Cluster
The Cluster area monitors and manages the nodes of a high availability cluster. It adapts to the deployment: a clustered server shows the full cluster console, while a standalone server shows an informational page about this single node. The page is a live status surface and refreshes automatically.
Standalone server
On a standalone server the page explains that all configuration and data live on this single node, and that there are no peers to monitor or manage.

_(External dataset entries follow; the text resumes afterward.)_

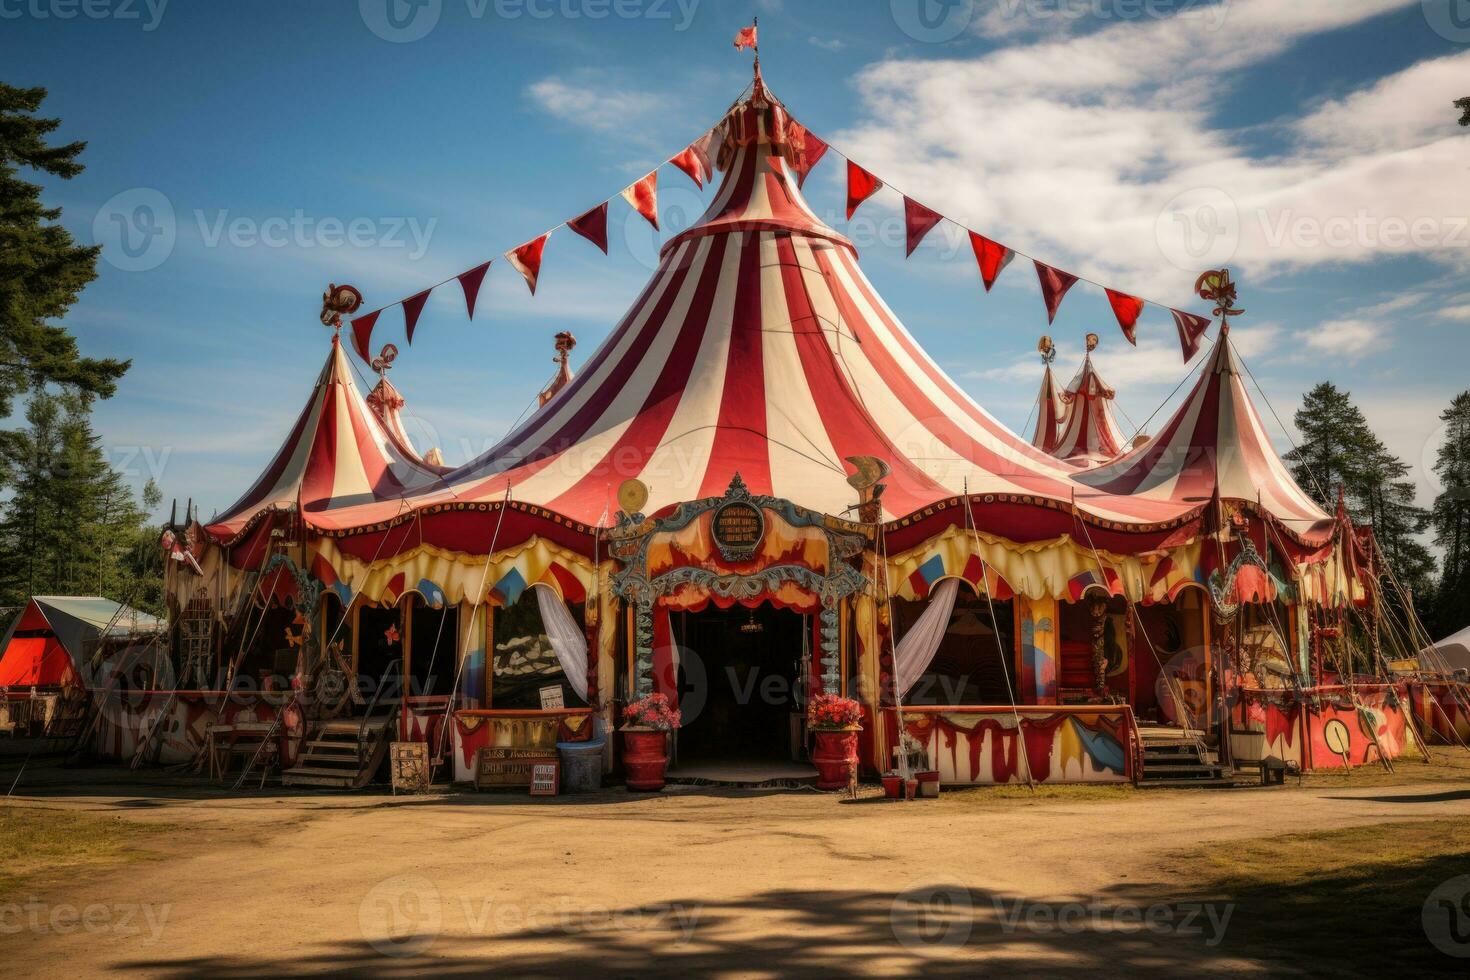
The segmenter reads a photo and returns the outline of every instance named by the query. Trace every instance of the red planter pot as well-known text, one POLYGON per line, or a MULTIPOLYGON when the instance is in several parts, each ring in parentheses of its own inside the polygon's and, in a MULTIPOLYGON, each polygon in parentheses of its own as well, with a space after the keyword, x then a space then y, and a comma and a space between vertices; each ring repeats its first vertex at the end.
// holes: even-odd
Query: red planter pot
POLYGON ((669 733, 624 731, 622 735, 628 788, 645 793, 663 789, 664 767, 669 763, 669 733))
POLYGON ((859 728, 812 730, 817 740, 812 751, 812 764, 817 767, 817 789, 842 789, 847 785, 848 773, 857 764, 859 731, 859 728))

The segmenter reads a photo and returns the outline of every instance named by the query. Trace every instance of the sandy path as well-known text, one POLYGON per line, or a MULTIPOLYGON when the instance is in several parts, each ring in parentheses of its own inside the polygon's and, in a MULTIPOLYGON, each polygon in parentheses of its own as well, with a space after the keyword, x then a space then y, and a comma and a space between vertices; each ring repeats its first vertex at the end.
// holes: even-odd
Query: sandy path
MULTIPOLYGON (((1052 974, 1176 973, 1182 963, 1195 972, 1279 969, 1233 950, 1228 929, 1225 942, 1210 944, 1218 930, 1206 913, 1163 931, 1164 916, 1185 925, 1188 910, 1177 906, 1155 913, 1158 932, 1108 917, 1063 932, 1049 916, 1072 900, 1113 910, 1188 896, 1168 859, 1201 844, 1464 815, 1470 794, 1455 789, 914 804, 692 789, 561 803, 160 794, 139 806, 146 791, 137 787, 127 788, 132 796, 47 794, 30 802, 179 830, 155 845, 165 860, 6 897, 34 898, 43 917, 55 903, 107 911, 94 912, 90 929, 4 928, 0 961, 16 956, 39 977, 104 969, 933 976, 973 974, 978 960, 1052 974), (1018 909, 1016 899, 1047 904, 1018 909)), ((0 927, 11 921, 0 918, 0 927)))

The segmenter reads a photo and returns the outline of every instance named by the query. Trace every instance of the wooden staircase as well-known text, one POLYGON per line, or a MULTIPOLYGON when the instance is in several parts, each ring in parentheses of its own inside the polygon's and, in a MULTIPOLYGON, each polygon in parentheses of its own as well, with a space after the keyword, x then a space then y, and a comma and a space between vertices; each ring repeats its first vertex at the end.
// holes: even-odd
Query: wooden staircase
POLYGON ((1204 742, 1204 733, 1190 728, 1138 729, 1142 748, 1140 786, 1234 786, 1204 742))
POLYGON ((372 782, 388 755, 388 743, 398 731, 398 712, 403 703, 399 663, 395 660, 383 672, 361 718, 318 721, 307 726, 301 755, 295 766, 281 773, 281 785, 362 789, 372 782))
POLYGON ((395 727, 392 714, 311 725, 296 765, 281 774, 281 785, 362 789, 382 765, 395 727))

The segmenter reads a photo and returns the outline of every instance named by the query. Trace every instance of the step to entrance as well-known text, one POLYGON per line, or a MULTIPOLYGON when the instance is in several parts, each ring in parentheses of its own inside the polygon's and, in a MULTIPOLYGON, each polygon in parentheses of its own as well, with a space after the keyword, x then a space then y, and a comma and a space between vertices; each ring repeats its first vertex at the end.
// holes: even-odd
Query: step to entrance
POLYGON ((730 789, 800 789, 815 786, 817 770, 799 762, 709 762, 680 765, 664 781, 682 786, 730 789))

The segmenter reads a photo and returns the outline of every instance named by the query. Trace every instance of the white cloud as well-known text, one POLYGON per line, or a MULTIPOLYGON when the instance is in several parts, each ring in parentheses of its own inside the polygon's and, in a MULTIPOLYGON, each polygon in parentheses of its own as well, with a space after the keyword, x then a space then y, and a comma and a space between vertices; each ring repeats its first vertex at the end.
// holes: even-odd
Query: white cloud
POLYGON ((840 38, 820 38, 815 35, 806 39, 807 43, 821 48, 823 51, 841 51, 847 44, 840 38))
POLYGON ((630 122, 651 116, 661 104, 652 92, 617 88, 591 76, 553 75, 526 91, 553 116, 601 132, 626 130, 630 122))
POLYGON ((1461 323, 1470 323, 1470 303, 1446 307, 1440 310, 1438 315, 1441 320, 1458 320, 1461 323))
POLYGON ((1356 360, 1383 342, 1383 328, 1367 320, 1329 320, 1301 336, 1311 350, 1356 360))
POLYGON ((1463 265, 1470 229, 1449 212, 1467 138, 1444 90, 1470 50, 1278 124, 1275 157, 1211 118, 1230 70, 1411 5, 1237 0, 1220 29, 1200 8, 969 60, 890 59, 857 79, 869 121, 833 141, 957 221, 1165 303, 1217 264, 1255 283, 1384 251, 1463 265), (1400 103, 1414 106, 1401 123, 1365 134, 1400 103), (1436 130, 1419 106, 1442 104, 1436 130))

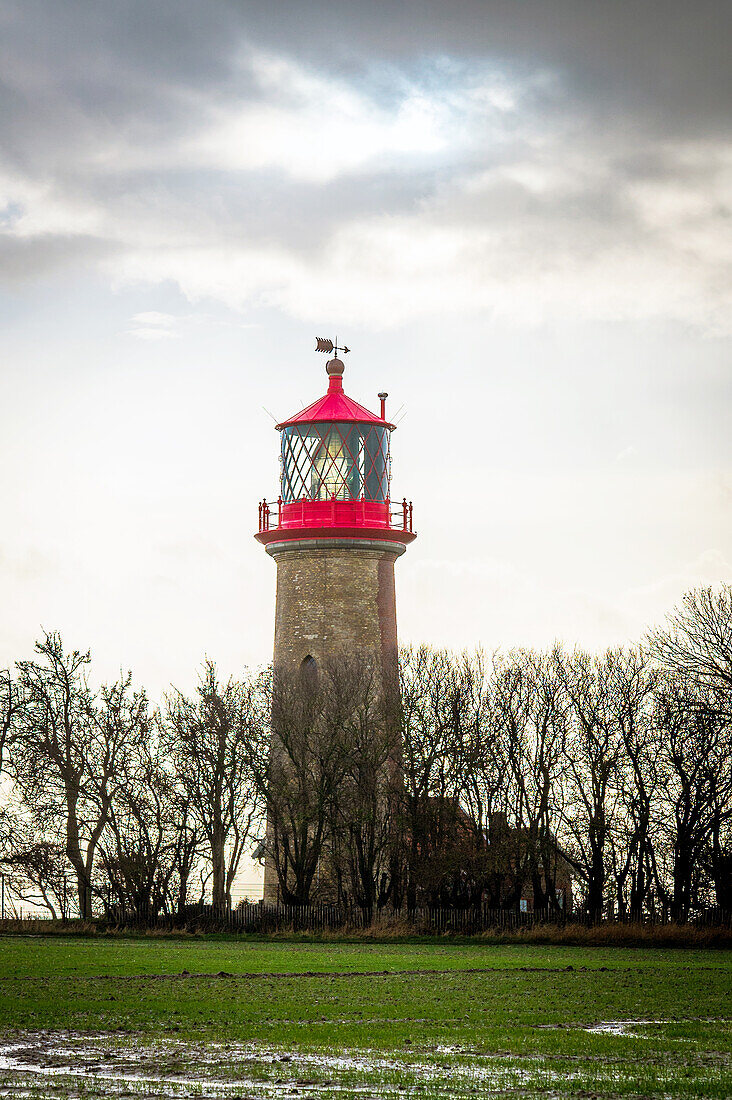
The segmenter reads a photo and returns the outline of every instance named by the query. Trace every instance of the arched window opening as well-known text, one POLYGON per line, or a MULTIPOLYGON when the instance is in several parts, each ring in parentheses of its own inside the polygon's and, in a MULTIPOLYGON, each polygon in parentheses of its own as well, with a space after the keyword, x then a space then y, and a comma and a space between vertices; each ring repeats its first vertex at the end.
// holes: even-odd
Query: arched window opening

It shows this node's ID and version, and lets you set a friendly description for the node. A short explanation describes how clustering works: a cluster is formed during setup, and when another node joins, the two nodes automatically create the cluster and begin replicating; once a peer joins, this page becomes the full cluster console.
NOTE
High availability clustering may require a higher license edition. When it is not licensed, a notice explains the limit.
Clustered server
In a cluster the page opens with an overview showing this node, the total number of nodes, how many are online, the last replication time, and an overall cluster state (Active, Degraded, or Standalone).

Per node cards
Each node is shown as a card with a status indicator and the node ID (your own node is tagged), plus address, version, uptime, clock drift, last heartbeat, and last sync. A draining or partially draining node is tagged accordingly.

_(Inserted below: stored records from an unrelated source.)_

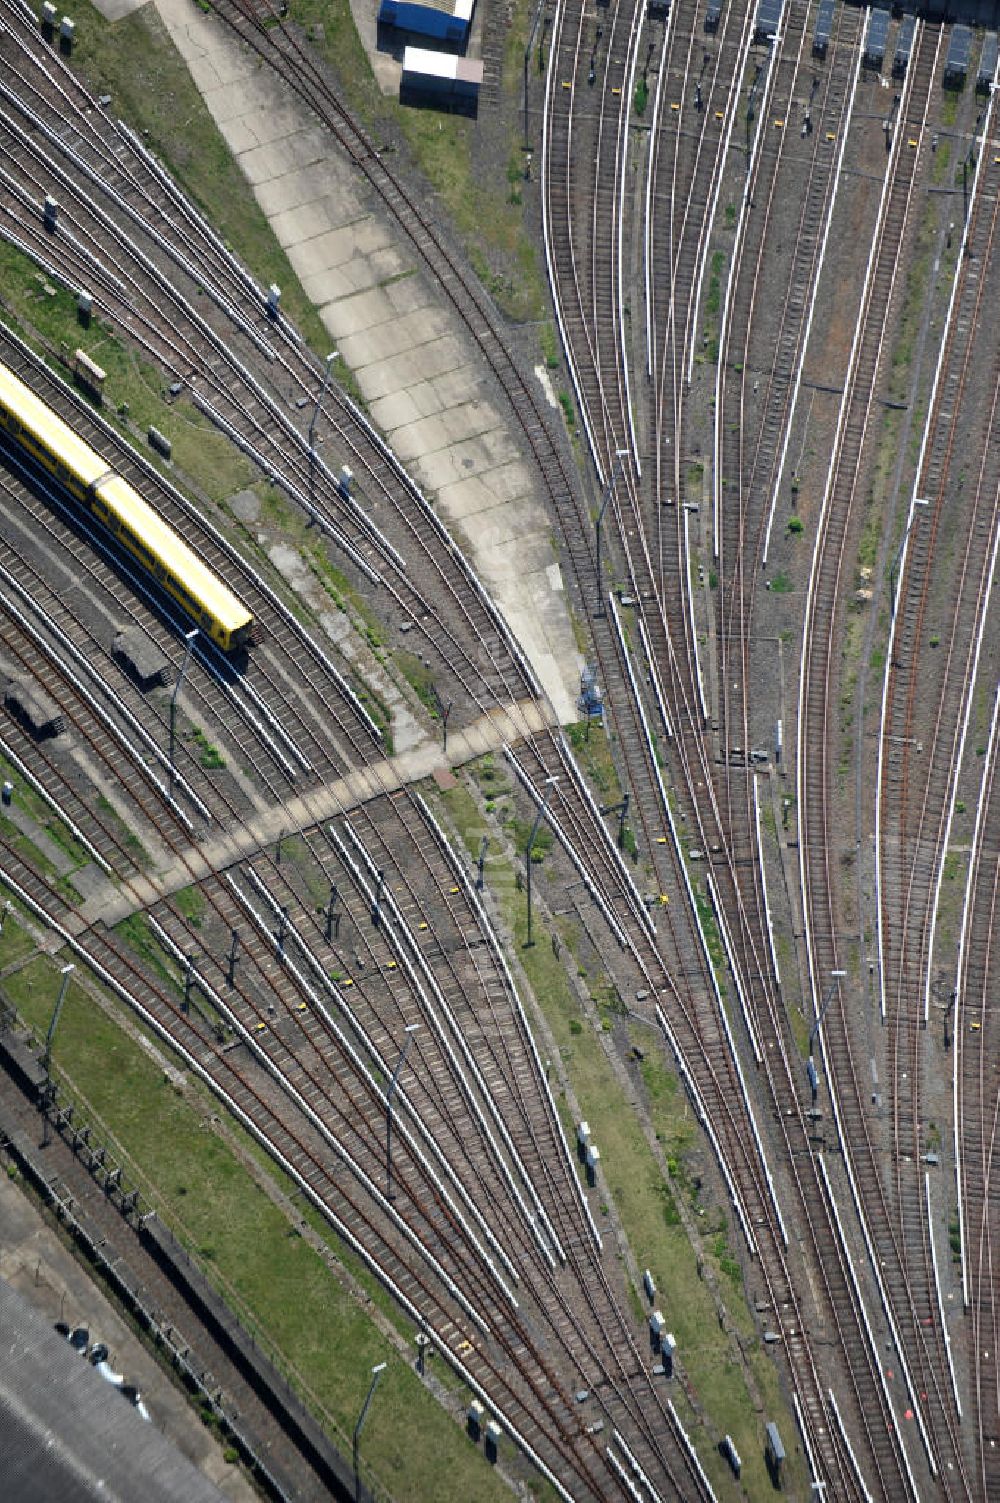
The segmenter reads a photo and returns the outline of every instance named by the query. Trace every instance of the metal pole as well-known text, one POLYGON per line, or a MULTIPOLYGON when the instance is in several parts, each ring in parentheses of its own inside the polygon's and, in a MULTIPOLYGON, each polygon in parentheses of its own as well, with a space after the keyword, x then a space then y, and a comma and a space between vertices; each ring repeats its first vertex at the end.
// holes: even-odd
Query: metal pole
MULTIPOLYGON (((316 398, 316 406, 313 408, 313 415, 312 415, 312 417, 309 420, 309 436, 308 436, 307 442, 309 444, 309 500, 310 500, 310 502, 312 502, 312 499, 313 499, 313 492, 315 490, 315 481, 316 481, 316 446, 313 443, 313 439, 315 438, 315 435, 316 435, 316 424, 319 421, 319 410, 320 410, 320 408, 323 405, 323 398, 326 395, 326 388, 327 388, 327 386, 329 385, 329 382, 330 382, 330 372, 333 370, 333 362, 339 357, 339 355, 340 355, 340 351, 339 350, 331 350, 330 353, 329 353, 329 355, 327 355, 327 357, 326 357, 326 369, 323 372, 323 384, 320 386, 319 396, 316 398)), ((310 521, 311 520, 312 519, 310 518, 310 521)))
POLYGON ((407 1037, 406 1037, 406 1043, 403 1045, 403 1048, 400 1051, 399 1059, 396 1061, 396 1068, 395 1068, 395 1070, 393 1070, 393 1072, 392 1072, 392 1079, 389 1082, 389 1088, 388 1088, 388 1090, 385 1093, 385 1198, 386 1198, 386 1200, 392 1200, 392 1198, 393 1198, 393 1189, 392 1189, 392 1098, 393 1098, 393 1096, 395 1094, 396 1084, 397 1084, 397 1082, 399 1080, 399 1077, 400 1077, 400 1075, 402 1073, 403 1066, 406 1064, 406 1056, 410 1052, 410 1045, 413 1043, 413 1035, 416 1033, 416 1031, 417 1031, 417 1029, 419 1027, 420 1027, 419 1023, 407 1023, 407 1025, 406 1025, 406 1035, 407 1035, 407 1037))
POLYGON ((379 1380, 379 1378, 381 1378, 382 1374, 385 1372, 387 1366, 388 1366, 388 1363, 386 1363, 386 1362, 377 1362, 375 1364, 375 1366, 372 1368, 372 1380, 371 1380, 371 1383, 370 1383, 369 1388, 368 1388, 368 1395, 367 1395, 364 1403, 361 1406, 361 1413, 358 1415, 358 1422, 354 1426, 354 1497, 355 1497, 355 1500, 357 1500, 361 1496, 361 1477, 360 1477, 360 1474, 358 1472, 358 1443, 359 1443, 359 1441, 361 1439, 361 1428, 364 1425, 365 1420, 368 1418, 368 1406, 371 1404, 371 1401, 372 1401, 372 1399, 375 1396, 375 1390, 378 1387, 378 1380, 379 1380))
POLYGON ((535 15, 531 23, 531 32, 528 36, 528 45, 524 49, 524 149, 527 151, 531 146, 528 140, 528 64, 531 61, 532 48, 535 45, 535 32, 538 30, 538 21, 542 14, 544 0, 538 0, 535 6, 535 15))
POLYGON ((538 834, 538 826, 541 824, 548 811, 549 799, 552 796, 552 786, 554 783, 558 783, 558 781, 559 779, 557 777, 545 779, 545 794, 542 798, 542 802, 538 806, 538 813, 535 815, 535 823, 532 825, 531 834, 528 836, 528 844, 524 848, 525 875, 528 884, 528 938, 525 941, 526 949, 530 948, 530 946, 534 944, 534 940, 531 937, 531 850, 535 843, 535 836, 538 834))
POLYGON ((913 507, 914 507, 913 514, 910 517, 909 522, 907 522, 907 524, 906 524, 906 531, 903 533, 903 536, 900 539, 899 547, 896 549, 896 557, 893 559, 892 563, 889 565, 889 620, 890 621, 895 621, 895 619, 896 619, 896 579, 897 579, 897 571, 899 569, 899 561, 900 561, 900 559, 903 556, 903 549, 906 547, 906 539, 910 536, 910 533, 913 531, 913 524, 917 520, 916 508, 918 506, 926 506, 927 504, 928 503, 927 503, 926 498, 921 498, 919 496, 914 496, 914 498, 913 498, 913 507))
POLYGON ((64 965, 62 971, 60 972, 62 976, 62 984, 59 987, 59 995, 56 998, 56 1005, 52 1009, 52 1019, 49 1023, 49 1031, 45 1035, 45 1049, 42 1052, 42 1069, 45 1071, 46 1080, 48 1080, 49 1067, 52 1064, 52 1040, 55 1037, 56 1024, 59 1022, 59 1014, 63 1009, 63 1002, 66 998, 66 988, 69 986, 70 975, 75 970, 76 966, 70 963, 69 965, 64 965))
POLYGON ((628 803, 629 803, 629 795, 626 793, 626 794, 624 794, 622 796, 621 811, 620 811, 620 813, 618 815, 618 849, 619 850, 621 850, 622 846, 625 844, 625 821, 628 818, 628 803))
POLYGON ((235 929, 231 930, 230 934, 231 934, 231 937, 230 937, 230 941, 229 941, 229 985, 232 986, 232 984, 233 984, 233 978, 234 978, 234 976, 236 974, 236 952, 239 949, 240 937, 237 934, 237 932, 236 932, 235 929))
POLYGON ((812 1041, 813 1041, 813 1039, 816 1037, 817 1033, 819 1032, 819 1025, 822 1023, 824 1017, 826 1016, 826 1010, 830 1006, 830 1003, 833 1001, 833 994, 837 990, 837 985, 838 985, 838 983, 846 975, 847 975, 846 971, 831 971, 830 972, 830 984, 829 984, 829 986, 826 989, 826 993, 824 994, 824 997, 823 997, 822 1006, 820 1007, 819 1012, 816 1014, 816 1021, 812 1025, 812 1032, 809 1035, 809 1047, 810 1047, 810 1049, 812 1048, 812 1041))
POLYGON ((194 639, 197 635, 197 627, 184 633, 184 661, 181 664, 181 671, 177 675, 177 682, 174 684, 174 692, 170 696, 170 777, 167 784, 167 792, 171 799, 174 796, 174 779, 177 776, 176 769, 174 768, 174 731, 177 724, 177 696, 181 692, 181 684, 184 682, 184 675, 187 672, 187 665, 191 658, 191 649, 194 646, 194 639))
POLYGON ((431 693, 434 695, 434 703, 437 705, 437 707, 438 707, 438 714, 441 716, 441 729, 442 729, 442 734, 443 734, 443 737, 444 737, 444 746, 443 746, 442 749, 445 752, 445 754, 447 755, 447 752, 448 752, 448 716, 451 714, 451 707, 455 703, 455 701, 453 699, 449 699, 448 703, 445 704, 444 700, 441 698, 440 694, 438 693, 437 684, 431 684, 431 693))
POLYGON ((333 921, 334 921, 334 919, 336 919, 336 921, 337 921, 337 936, 336 937, 338 939, 340 938, 340 914, 339 913, 335 914, 334 911, 333 911, 333 905, 336 903, 336 901, 337 901, 337 884, 336 884, 336 882, 331 882, 330 883, 330 901, 326 905, 326 942, 327 942, 327 944, 330 943, 330 930, 333 927, 333 921))
POLYGON ((489 844, 490 837, 488 835, 484 835, 479 846, 479 876, 476 878, 477 892, 482 892, 483 890, 483 868, 486 865, 486 852, 489 849, 489 844))
POLYGON ((379 919, 382 916, 381 915, 381 910, 379 908, 379 904, 382 901, 382 893, 384 891, 385 891, 385 867, 380 866, 379 870, 378 870, 378 886, 375 888, 375 897, 374 897, 374 899, 372 901, 372 923, 375 925, 376 929, 378 928, 378 925, 379 925, 379 919))
POLYGON ((604 586, 601 581, 601 527, 604 522, 604 513, 608 509, 608 502, 614 495, 615 485, 621 472, 622 465, 624 464, 627 456, 627 449, 615 450, 614 467, 611 471, 611 477, 608 480, 607 485, 604 487, 604 496, 601 500, 601 509, 597 513, 597 521, 594 524, 594 530, 597 535, 597 610, 594 614, 597 616, 604 615, 604 586))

Each card can expand to list the virtual sites running on that node, with their live session counts and current status.

Node actions
Depending on the node and its state, a card offers:
- Force re-sync: forces a full re-sync of all data from a peer node to this node. Use it only when replication has fallen out of sync. This is a disruptive action and asks for confirmation.
- Drain: drains the node so its virtual sites stop accepting new connections while existing sessions finish. A confirmation dialog lists the affected virtual sites and their live session counts.
- Undrain: resumes accepting new connections on the node. This runs immediately.
- Remove node: removes the node from the cluster. This is a disruptive action and asks for confirmation.
Danger zone
A Leave cluster action makes this node leave the cluster and become a standalone server. It will no longer receive replicated data, and this cannot be undone from here. It asks for confirmation.